Turkey’s earthquake risk is shaped by plate motion

According to the study published in GeoScience World titled, ‘3-D electromagnetic imaging of highly deformed fluid-rich weak zones and locked section of the North Anatolian fault beneath the Marmara Sea’ Turkey sits at the meeting point of several large tectonic plates. The slow but constant movement between them is released through faults that cut across the country. Among these, the North Anatolian fault stands out. It stretches for about 1,500 kilometres and has produced a series of destructive earthquakes over the past century.Since the deadly 1939 Erzincan earthquake, large ruptures have progressed westward along the fault. This pattern has led many researchers to focus on the Marmara Sea, where the fault passes offshore before reaching the Aegean region.

The Marmara Sea fault remains poorly understood

Unlike sections of the fault on land, the Marmara Sea segment is difficult to study. There are few permanent instruments on the seafloor, and standard seismic imaging has limits offshore. As a result, scientists have had only a partial view of the crust beneath the sea, especially at greater depths where earthquakes begin.This lack of detail has made it harder to assess how stress is distributed along the fault and which sections may be more likely to rupture.

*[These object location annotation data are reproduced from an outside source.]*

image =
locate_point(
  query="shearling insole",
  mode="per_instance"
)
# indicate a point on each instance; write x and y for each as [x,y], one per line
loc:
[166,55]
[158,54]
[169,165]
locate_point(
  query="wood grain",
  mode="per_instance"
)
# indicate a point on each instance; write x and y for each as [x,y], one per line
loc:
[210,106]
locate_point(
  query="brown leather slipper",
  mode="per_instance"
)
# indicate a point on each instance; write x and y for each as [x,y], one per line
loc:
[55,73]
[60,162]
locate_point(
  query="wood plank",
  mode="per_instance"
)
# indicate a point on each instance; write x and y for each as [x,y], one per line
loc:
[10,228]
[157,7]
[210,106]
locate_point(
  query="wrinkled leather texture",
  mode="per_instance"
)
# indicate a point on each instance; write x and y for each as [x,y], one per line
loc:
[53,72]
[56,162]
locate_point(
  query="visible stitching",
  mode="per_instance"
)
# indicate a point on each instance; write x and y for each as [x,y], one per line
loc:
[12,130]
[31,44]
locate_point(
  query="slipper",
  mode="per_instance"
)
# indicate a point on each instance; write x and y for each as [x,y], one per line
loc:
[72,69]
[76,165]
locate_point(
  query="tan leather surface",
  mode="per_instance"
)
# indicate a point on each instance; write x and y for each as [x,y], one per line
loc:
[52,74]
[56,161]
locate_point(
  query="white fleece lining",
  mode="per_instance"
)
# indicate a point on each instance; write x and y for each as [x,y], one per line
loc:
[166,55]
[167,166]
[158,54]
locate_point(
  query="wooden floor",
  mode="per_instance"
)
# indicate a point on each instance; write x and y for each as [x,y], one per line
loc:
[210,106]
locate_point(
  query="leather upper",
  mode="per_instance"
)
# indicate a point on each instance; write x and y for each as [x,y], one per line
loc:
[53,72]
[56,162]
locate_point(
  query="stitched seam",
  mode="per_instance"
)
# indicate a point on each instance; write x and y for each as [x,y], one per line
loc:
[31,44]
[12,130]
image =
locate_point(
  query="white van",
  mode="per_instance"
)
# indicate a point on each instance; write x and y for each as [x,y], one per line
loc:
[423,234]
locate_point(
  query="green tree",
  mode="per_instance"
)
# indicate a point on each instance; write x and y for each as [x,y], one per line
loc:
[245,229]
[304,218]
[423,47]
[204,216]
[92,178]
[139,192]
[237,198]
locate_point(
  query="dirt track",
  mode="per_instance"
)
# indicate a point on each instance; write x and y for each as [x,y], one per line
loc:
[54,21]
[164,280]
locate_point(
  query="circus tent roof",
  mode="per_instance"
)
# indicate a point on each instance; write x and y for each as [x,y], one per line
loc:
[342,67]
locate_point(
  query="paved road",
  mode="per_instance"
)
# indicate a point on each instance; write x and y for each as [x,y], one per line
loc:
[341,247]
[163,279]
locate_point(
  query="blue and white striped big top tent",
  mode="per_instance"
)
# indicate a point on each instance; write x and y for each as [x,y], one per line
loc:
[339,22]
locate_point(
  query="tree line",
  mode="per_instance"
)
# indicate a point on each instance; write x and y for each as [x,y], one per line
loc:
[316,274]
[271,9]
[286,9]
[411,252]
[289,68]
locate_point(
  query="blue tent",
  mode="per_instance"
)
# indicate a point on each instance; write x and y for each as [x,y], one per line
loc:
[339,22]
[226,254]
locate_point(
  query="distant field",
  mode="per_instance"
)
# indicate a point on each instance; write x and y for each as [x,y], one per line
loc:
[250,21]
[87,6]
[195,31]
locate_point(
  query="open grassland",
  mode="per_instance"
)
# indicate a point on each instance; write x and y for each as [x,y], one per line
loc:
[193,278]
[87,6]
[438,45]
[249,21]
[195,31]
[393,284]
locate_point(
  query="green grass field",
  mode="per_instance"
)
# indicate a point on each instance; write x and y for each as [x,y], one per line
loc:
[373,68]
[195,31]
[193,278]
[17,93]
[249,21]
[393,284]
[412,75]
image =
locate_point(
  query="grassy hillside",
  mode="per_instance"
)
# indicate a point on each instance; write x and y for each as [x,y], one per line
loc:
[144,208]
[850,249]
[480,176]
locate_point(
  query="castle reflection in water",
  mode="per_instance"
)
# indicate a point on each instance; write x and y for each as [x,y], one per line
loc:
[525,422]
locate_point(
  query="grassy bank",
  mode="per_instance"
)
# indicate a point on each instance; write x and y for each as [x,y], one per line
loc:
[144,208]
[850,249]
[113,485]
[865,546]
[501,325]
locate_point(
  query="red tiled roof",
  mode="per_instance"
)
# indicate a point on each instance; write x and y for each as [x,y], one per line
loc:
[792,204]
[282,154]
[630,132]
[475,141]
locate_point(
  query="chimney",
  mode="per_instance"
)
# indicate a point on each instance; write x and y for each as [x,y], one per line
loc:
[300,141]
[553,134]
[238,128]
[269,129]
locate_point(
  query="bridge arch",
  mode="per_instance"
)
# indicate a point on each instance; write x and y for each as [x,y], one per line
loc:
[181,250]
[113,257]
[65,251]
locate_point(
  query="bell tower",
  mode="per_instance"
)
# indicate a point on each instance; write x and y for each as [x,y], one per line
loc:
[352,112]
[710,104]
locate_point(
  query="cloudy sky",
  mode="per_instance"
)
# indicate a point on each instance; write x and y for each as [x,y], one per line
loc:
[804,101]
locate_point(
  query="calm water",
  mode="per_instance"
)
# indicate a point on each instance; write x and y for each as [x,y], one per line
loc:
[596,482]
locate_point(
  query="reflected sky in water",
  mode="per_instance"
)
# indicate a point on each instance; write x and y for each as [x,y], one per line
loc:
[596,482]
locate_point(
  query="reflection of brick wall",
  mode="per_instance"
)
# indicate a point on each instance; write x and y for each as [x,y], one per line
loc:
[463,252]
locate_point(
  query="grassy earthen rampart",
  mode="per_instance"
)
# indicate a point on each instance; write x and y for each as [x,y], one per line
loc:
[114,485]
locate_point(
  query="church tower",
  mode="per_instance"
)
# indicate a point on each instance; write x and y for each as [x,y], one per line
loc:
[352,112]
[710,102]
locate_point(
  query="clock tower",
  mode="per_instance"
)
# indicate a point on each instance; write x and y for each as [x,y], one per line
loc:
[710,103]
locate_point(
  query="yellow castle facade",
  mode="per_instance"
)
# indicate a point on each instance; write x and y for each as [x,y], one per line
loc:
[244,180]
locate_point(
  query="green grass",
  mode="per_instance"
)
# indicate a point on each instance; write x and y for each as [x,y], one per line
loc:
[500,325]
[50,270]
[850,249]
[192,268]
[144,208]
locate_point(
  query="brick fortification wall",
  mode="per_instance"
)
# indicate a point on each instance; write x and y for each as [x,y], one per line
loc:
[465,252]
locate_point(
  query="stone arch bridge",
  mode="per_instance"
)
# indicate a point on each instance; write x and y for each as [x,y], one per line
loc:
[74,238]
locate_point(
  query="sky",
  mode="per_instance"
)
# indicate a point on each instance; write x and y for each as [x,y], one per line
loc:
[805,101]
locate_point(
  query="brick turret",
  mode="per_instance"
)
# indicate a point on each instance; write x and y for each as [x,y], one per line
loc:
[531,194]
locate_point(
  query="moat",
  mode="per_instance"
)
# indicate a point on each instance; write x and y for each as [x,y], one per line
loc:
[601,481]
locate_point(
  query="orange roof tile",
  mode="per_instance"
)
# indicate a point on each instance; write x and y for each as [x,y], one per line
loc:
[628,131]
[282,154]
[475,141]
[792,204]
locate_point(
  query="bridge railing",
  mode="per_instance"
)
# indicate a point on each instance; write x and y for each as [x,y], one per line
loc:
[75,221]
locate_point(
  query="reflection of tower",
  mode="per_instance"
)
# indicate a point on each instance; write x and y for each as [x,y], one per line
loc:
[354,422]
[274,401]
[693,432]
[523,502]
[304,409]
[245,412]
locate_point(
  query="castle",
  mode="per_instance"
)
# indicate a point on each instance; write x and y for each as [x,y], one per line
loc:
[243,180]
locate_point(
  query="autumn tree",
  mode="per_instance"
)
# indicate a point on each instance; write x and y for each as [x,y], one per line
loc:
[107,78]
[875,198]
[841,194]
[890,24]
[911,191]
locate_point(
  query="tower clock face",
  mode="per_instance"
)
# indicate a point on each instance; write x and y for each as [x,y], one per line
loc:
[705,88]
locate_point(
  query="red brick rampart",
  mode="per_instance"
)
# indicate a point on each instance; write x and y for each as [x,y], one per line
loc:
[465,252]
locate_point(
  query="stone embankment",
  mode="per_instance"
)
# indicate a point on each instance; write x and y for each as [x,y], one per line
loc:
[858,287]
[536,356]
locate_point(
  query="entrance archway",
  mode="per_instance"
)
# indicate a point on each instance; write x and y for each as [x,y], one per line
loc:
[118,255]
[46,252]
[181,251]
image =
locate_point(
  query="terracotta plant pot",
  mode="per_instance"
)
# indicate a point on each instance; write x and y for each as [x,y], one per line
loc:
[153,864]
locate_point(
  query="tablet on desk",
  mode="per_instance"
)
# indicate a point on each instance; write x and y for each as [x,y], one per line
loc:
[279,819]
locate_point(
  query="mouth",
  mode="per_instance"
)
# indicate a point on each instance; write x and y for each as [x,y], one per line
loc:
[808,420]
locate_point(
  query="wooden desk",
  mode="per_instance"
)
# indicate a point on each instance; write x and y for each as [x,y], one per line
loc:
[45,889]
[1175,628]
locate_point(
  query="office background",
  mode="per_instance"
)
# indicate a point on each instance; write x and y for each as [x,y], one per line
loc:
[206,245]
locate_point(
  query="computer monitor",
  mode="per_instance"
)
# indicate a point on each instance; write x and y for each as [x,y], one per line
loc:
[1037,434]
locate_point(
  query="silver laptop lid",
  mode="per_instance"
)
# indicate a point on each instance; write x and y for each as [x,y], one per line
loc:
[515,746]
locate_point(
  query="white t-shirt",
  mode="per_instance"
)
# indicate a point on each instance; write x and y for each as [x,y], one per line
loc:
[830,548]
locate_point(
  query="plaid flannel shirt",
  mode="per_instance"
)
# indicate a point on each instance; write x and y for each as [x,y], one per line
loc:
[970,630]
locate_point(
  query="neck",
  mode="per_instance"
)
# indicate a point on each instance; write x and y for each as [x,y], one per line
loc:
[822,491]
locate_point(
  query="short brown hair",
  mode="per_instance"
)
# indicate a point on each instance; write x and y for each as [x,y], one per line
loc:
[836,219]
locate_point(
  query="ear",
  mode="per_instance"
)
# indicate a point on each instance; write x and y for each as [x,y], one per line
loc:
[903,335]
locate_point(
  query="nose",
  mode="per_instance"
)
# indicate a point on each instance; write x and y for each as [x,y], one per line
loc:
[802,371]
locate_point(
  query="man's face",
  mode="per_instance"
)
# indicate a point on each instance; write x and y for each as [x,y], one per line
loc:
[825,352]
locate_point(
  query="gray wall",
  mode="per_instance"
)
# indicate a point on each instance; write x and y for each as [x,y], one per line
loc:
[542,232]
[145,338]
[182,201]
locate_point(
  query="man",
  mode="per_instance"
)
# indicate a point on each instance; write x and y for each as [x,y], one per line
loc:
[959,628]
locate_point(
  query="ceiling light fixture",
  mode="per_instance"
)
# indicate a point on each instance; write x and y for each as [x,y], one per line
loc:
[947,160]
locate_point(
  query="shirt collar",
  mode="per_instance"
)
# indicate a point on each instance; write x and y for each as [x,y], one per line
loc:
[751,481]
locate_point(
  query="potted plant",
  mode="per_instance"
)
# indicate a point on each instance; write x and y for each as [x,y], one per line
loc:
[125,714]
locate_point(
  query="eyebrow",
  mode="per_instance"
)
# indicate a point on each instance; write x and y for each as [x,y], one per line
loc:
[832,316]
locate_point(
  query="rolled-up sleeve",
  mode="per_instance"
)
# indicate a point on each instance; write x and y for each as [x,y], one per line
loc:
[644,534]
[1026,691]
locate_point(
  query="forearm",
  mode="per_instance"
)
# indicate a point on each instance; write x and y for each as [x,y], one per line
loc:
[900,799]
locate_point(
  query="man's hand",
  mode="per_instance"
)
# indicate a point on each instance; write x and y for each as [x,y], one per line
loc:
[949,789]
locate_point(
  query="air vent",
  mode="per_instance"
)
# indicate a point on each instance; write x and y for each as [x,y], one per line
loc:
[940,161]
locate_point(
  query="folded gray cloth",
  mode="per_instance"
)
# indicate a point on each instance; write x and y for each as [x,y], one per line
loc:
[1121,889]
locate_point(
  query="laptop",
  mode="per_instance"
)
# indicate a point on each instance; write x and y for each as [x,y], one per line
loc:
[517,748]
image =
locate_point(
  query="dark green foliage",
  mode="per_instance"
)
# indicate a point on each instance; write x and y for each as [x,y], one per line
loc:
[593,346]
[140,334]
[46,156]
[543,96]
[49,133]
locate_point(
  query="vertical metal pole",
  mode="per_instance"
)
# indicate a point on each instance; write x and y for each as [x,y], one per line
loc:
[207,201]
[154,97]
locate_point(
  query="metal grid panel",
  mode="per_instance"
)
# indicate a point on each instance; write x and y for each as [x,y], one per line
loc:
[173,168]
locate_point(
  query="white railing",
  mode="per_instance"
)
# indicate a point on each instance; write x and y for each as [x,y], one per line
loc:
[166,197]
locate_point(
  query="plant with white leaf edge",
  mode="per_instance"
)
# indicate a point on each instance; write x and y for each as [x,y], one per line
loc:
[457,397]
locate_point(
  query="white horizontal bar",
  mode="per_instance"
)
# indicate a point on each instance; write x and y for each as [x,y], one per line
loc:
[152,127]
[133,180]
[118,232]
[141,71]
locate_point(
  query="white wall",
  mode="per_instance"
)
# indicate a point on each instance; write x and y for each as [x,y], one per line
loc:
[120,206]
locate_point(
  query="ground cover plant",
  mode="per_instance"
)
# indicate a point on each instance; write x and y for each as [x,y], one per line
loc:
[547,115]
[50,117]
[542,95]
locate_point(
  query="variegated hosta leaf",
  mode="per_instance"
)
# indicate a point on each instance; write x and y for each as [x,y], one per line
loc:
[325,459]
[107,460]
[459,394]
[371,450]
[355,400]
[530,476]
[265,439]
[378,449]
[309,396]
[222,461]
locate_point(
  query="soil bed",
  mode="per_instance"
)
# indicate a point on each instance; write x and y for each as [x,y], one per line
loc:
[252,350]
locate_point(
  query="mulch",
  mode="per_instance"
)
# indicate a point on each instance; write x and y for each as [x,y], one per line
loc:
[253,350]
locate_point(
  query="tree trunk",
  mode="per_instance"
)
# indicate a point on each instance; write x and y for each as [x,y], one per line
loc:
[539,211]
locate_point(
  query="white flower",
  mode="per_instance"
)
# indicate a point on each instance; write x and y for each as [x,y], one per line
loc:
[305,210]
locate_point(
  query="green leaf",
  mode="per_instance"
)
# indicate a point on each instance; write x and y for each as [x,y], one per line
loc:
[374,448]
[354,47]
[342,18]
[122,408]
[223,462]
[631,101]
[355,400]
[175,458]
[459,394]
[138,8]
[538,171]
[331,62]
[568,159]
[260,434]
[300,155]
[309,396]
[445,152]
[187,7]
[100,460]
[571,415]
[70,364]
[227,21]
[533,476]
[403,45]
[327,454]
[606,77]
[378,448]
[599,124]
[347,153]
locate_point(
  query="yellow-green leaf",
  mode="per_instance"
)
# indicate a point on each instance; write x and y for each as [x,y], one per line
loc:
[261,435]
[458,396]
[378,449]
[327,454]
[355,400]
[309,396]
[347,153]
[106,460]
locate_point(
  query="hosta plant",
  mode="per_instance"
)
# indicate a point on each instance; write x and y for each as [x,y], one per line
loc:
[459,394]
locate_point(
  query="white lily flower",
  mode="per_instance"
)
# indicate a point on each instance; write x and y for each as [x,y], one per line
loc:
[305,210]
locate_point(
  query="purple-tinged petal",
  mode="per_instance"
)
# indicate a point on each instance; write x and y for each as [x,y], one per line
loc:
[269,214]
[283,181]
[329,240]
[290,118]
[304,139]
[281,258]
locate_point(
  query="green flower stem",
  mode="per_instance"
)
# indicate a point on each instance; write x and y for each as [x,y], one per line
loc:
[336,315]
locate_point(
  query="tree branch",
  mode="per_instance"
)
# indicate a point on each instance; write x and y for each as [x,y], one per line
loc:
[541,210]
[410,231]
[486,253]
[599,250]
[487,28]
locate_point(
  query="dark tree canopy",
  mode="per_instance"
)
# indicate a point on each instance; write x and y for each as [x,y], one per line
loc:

Electromagnetic data offers a different view underground

To address this gap, the research team used magnetotelluric data collected from more than 20 stations in and around the Marmara Sea. These instruments measure natural variations in Earth’s electric and magnetic fields. The signals change depending on how easily electricity flows through rocks below. By combining these measurements in a three-dimensional inversion model, the researchers produced an image of electrical resistivity down to tens of kilometres beneath the seafloor.The model shows a patchwork of zones with different properties. Areas with low electrical resistivity are assumed to be fluid-rich and weak mechanically. These zones are typically associated with clusters of small earthquakes, indicating that the stress there might be released more gradually. On the other hand, high resistivity areas seem to be stronger and more rigid. Such sections are probably locked, thus allowing the stress to accumulate over time instead of gradually slipping.One of the study’s major findings is that the boundaries between these different zones play a crucial role. Similar patterns have been noticed along other major faults worldwide. The boundaries in the Marmara Sea may be involved in the initiation of large rupture events. Instead of identifying a single hazardous spot, the findings point towards a segmented fault system with different behaviours along the length of the fault.

Improving hazard assessment near Istanbul

The study does not offer short-term forecasts. Its value lies elsewhere. By clarifying how fluids, rock strength and fault structure interact beneath the Marmara Sea, it improves understanding of how the North Anatolian fault works offshore. For a region facing significant seismic risk, that clearer picture may quietly shape future hazard assessments and preparedness efforts.